我强烈推荐采用全方位评估,让人们评价他们的同事和上下级。这是一种全面了解团队成员能力和团队管理的方式,并且有利于自我改进。

明确团队结构并不会降低主动性和灵活性。就像在足球队里,球员们需要清楚自己的角色和随之而来的期望。他们是负责得分的前锋,还是负责创造机会的中场?

当然,岗位说明无法涵盖所有工作责任,人们常常会突破岗位职责的限制——中场球员照样可以得分——但让人们自由选择承担职责会引发很多不必要的问题。

对于团队以外的利益相关者——管理高层、发行商、授权方等,这一点尤为重要。参与审批的人太多是一件危险的事,这会导致签字确认/处理矛盾反馈的责任人不明确。因此,应该一开始就确定分工,反馈流程以及周转时间。

6. 制定并坚持实施一个长期计划

项目刚启动时存在许多未知数,但制定一个长期计划是必要的。在项目初期,长期计划包含了许多关键日期——例如项目正式启动日期,什么时候进入前期开发,什么时候开始制作,Alpha版制作,Beta版制作,什么时候提交项目。

在这个阶段,必须制定预算、时间表和游戏项目的工作简报。游戏概念确立后,我们可以进一步估算其它事物。如果日期发生变动——计划也随之而变。

注意,长期计划不只是为了取悦利益相关者而匆匆制定出来的一个概况,直到项目严重滞后时才被重新审视。保持敏捷开发的同时遵循并实时更新长期计划,这对于保持功能相关性来说尤为重要,因为如果我们仅以不同阶段审视产品功能,可能会遗漏关键方面。

7. 明确里程碑的含义

与所有利益相关者正式确定各个里程碑含义——特别是早期里程碑,例如文件归档、结束前期开发、建模、垂直切片。在游戏设计完成前进行这些可能有些奇怪。但如果你们清楚了解产品的工作简报、预算、所需时间和整体游戏概念,你们完全可以进行更高层次的定义。

举个例子,如果游戏从设计到完成的时间为18个月,那么你们可能有5个月进行前期开发。但5个月后交付到客户手上的具体是什么呢?是100页的设计文档?是证明游戏玩法很有趣的灰盒测试结果,加上一个展示艺术风格的demo?还是一个可试玩的demo,作为游戏(画面和音效)最终打磨完成后的效果参考?

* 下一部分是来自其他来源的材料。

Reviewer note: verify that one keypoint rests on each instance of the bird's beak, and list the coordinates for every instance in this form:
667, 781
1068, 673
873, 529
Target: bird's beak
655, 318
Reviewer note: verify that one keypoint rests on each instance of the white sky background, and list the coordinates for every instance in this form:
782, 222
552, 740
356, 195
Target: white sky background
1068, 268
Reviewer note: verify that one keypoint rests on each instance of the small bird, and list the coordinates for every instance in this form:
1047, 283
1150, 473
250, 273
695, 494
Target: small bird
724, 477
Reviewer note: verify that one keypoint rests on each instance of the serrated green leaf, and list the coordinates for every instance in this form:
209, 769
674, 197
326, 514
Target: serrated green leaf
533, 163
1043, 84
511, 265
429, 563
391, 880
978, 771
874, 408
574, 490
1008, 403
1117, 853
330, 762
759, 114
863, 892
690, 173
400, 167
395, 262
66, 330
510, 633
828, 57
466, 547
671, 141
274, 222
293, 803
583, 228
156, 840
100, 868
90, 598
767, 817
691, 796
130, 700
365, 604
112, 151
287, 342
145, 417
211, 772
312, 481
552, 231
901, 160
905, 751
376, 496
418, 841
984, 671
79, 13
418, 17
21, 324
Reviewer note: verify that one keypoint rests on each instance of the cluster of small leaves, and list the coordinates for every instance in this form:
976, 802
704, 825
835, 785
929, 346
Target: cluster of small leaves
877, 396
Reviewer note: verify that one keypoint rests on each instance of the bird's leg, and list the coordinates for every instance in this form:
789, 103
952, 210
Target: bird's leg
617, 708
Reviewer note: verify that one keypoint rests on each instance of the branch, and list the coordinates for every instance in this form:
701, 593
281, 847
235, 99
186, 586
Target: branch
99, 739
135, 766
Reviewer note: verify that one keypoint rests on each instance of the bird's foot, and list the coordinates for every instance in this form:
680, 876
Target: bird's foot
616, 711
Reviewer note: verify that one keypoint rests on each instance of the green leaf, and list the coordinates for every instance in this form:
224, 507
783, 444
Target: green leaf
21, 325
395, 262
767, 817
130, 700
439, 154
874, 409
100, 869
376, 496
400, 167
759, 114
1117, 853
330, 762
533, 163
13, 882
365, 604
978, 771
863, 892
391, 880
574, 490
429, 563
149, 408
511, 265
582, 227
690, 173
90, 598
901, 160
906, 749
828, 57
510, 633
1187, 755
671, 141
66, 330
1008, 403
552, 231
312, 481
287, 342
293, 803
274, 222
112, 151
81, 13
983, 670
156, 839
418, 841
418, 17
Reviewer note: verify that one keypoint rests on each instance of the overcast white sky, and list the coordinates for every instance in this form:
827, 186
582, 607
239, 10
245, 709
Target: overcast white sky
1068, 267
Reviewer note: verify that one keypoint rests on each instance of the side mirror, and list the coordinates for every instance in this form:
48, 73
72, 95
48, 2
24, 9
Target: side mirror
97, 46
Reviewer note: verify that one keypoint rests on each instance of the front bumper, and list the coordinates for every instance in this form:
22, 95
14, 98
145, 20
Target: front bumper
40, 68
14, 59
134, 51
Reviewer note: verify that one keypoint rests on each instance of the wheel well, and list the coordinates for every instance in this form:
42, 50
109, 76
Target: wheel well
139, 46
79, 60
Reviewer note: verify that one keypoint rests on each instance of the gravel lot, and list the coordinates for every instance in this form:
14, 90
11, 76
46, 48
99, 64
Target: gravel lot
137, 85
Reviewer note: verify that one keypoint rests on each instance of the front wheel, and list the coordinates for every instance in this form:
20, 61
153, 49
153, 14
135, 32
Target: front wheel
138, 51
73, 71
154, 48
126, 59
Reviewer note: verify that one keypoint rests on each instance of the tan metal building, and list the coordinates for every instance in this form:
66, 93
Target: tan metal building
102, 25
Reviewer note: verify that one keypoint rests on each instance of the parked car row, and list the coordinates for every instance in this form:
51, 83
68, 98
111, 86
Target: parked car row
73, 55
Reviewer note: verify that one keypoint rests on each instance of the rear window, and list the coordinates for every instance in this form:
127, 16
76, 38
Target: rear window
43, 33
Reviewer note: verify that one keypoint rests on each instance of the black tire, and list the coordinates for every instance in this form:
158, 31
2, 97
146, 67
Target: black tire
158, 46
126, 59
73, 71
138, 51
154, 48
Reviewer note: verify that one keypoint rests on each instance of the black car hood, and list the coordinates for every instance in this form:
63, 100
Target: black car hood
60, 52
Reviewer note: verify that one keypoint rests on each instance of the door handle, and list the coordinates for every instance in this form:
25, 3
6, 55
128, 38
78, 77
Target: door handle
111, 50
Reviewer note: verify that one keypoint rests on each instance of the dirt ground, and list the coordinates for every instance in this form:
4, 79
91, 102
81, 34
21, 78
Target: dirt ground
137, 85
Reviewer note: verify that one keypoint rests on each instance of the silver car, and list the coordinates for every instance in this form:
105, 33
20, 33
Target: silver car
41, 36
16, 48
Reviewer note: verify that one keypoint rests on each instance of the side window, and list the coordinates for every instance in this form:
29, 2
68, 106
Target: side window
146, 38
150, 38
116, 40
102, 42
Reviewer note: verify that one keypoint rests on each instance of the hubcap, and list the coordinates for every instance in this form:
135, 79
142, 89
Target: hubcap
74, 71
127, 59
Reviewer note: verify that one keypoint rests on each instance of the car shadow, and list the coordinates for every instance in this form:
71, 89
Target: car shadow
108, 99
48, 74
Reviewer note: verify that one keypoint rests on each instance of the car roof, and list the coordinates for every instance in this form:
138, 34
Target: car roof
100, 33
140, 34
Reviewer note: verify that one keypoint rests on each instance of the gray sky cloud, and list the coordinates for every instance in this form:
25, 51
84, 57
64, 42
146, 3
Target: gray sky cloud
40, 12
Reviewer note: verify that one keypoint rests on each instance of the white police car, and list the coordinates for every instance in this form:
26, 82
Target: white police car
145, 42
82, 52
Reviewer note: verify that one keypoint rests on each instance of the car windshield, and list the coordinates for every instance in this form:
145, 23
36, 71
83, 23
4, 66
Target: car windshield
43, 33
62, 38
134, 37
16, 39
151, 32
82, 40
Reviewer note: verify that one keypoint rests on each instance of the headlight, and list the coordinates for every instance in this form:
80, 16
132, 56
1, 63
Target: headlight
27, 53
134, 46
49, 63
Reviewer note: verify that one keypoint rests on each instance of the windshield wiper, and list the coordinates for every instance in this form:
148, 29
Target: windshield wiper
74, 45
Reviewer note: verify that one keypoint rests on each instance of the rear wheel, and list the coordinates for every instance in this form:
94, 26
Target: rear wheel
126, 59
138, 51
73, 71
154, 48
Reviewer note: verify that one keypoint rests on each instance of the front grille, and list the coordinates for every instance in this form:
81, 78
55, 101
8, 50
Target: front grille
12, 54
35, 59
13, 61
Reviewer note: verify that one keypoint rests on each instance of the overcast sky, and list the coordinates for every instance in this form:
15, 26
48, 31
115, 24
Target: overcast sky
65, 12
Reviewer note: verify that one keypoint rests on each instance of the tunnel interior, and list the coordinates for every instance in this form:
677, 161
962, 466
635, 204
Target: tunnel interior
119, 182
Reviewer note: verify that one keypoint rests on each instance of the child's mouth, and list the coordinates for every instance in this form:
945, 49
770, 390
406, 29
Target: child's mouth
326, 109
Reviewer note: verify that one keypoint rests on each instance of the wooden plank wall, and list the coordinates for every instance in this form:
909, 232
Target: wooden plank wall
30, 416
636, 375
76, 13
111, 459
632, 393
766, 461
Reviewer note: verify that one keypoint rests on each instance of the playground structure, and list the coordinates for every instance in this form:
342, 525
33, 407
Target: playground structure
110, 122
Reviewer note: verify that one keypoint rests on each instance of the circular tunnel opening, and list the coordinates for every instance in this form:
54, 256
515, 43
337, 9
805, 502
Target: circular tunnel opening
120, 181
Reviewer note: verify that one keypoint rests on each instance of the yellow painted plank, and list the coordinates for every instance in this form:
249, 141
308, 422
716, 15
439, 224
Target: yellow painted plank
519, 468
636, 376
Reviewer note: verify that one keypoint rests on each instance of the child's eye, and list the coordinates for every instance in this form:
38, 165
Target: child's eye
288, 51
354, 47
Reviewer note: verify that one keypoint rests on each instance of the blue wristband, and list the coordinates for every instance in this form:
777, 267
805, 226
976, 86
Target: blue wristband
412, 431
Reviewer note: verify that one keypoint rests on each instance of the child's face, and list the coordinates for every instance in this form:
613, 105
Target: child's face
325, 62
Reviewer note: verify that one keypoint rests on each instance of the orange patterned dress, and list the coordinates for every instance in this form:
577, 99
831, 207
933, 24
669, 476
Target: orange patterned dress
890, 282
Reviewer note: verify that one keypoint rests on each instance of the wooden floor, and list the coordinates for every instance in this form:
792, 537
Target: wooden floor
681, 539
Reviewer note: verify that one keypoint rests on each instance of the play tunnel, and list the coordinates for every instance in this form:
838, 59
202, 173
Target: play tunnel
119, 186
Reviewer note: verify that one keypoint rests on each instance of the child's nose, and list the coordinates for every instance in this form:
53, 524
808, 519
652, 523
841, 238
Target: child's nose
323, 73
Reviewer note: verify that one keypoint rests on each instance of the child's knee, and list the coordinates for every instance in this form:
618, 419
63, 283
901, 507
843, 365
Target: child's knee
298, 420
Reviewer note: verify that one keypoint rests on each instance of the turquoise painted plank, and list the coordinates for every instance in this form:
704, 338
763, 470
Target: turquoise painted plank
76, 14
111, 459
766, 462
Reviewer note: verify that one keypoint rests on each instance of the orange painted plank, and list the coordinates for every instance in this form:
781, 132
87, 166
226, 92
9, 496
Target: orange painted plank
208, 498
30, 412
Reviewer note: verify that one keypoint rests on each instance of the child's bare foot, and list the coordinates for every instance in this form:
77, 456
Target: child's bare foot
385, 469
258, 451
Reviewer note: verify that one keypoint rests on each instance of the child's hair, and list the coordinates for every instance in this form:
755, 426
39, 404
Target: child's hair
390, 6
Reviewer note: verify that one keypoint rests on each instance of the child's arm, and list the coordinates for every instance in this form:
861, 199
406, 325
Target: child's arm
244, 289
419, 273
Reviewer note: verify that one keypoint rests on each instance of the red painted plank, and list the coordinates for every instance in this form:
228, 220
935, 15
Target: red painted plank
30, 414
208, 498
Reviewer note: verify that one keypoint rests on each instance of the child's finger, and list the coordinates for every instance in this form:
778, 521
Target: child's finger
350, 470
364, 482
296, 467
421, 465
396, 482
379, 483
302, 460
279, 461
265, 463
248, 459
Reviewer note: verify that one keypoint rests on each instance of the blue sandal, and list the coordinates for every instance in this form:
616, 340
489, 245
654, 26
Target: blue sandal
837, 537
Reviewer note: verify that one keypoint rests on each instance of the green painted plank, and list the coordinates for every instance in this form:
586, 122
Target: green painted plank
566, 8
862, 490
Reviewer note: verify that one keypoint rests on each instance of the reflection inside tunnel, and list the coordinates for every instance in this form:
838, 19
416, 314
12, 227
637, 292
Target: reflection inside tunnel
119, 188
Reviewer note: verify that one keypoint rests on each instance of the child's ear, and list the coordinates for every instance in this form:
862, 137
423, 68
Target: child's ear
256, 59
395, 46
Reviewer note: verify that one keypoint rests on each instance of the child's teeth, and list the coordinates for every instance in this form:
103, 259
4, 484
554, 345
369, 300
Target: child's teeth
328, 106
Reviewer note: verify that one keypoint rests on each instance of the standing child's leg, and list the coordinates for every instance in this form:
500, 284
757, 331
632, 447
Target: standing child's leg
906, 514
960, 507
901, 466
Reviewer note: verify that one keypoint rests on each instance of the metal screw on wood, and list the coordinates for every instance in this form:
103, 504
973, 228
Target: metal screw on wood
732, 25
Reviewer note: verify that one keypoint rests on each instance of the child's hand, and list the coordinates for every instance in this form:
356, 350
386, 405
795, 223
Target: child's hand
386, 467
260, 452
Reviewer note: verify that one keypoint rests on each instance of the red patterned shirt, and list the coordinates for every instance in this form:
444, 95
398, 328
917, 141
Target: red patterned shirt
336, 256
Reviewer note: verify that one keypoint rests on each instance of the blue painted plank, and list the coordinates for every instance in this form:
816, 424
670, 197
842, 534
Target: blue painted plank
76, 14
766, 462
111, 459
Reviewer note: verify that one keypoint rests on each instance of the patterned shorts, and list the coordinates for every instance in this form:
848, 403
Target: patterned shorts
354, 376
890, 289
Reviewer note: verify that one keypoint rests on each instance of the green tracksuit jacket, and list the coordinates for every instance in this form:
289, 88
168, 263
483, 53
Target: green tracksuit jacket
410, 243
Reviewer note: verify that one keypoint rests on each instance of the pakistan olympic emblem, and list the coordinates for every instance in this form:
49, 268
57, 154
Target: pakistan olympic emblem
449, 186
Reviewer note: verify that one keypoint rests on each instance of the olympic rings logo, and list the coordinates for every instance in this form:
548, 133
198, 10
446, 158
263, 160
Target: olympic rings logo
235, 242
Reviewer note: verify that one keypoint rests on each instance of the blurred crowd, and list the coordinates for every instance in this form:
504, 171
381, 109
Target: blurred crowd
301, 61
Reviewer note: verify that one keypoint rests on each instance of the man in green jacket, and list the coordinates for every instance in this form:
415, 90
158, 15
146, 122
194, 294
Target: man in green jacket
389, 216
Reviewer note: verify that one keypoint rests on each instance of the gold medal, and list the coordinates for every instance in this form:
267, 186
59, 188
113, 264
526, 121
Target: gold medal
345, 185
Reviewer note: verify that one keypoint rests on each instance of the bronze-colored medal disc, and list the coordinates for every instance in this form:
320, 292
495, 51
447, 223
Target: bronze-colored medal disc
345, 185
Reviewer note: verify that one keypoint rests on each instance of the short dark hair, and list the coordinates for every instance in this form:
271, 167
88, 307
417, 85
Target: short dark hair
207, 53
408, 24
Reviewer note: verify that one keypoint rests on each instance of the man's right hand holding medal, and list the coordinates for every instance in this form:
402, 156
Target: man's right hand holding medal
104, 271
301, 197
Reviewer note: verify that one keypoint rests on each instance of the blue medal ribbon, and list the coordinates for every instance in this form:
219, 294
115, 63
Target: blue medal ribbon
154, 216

这里我要特别指出一个误区:许多团队会花上数月制作一个精致的demo,占用制作时间,导致进度严重滞后。客户那边往往会给大量修改意见,导致团队深陷修改demo的泥潭。

因此,最好在前期制作开始前,与客户就各个阶段交付成果的质量、时间、预算达成一致,从而树立合理的期望并提供远见。

8. 鼓励合作和替代方案

一般来说,最好不要一股脑地投入到第一个想法中,全然不考虑其它替代方案。它或许是个好主意,但可能存在更好的想法,并且在不权衡其它可能性的情况下,一个想法的缺点可能会被暂时掩盖,直到最终凸显出来——到时游戏早已进入制作阶段,改变基本原则为时已晚。

设计之初,允许任何团队成员和利益相关者贡献自己的想法,但具体的责任和决定权仍然在首席设计师手中,首席设计师应该对这些想法进行筛选。

这个过程将大大提高团队的认可度和参与度。从人际关系策略的角度来看,让利益相关者加入其中是明智的——特别是客户(无论是发行商还是授权方)——因为如果他们参与到这个过程中,他们将更可能同意某个方案。

有时客户可能选择不参与这一层面的工作,但我建议向他们提供一些有限的方案选择,而不是单个关于游戏方向的想法。这是为了避免客户一开始就不太喜欢游戏方向,因而变得冷漠。如果他们在日后制作过程中要求对游戏做重大更改,这可能会导致很多问题。因此,你要确保他们参与其中,兴奋不已并且全身心投入。

9. 尊重并遵守期限

想象你在参加一场1个小时的考试,一共有6道题,每道题的分数占总成绩的六分之一。你不可能把前30分钟全花在解答第一道题上。然而,在游戏开发过程中,有时我们花了很长时间进行前期制作,不停地延后期限。有时我们觉得自己后期可以赶上进度,或者由于交付日期离我们还很远,我们丝毫不考虑滞后带来的财务影响。

这一点对那些和电影同期发行的游戏来说尤为重要。如果为了打磨某个关卡不断延后前期制作,则团队很可能要赶工完成剩下的关卡,导致游戏质量大打折扣。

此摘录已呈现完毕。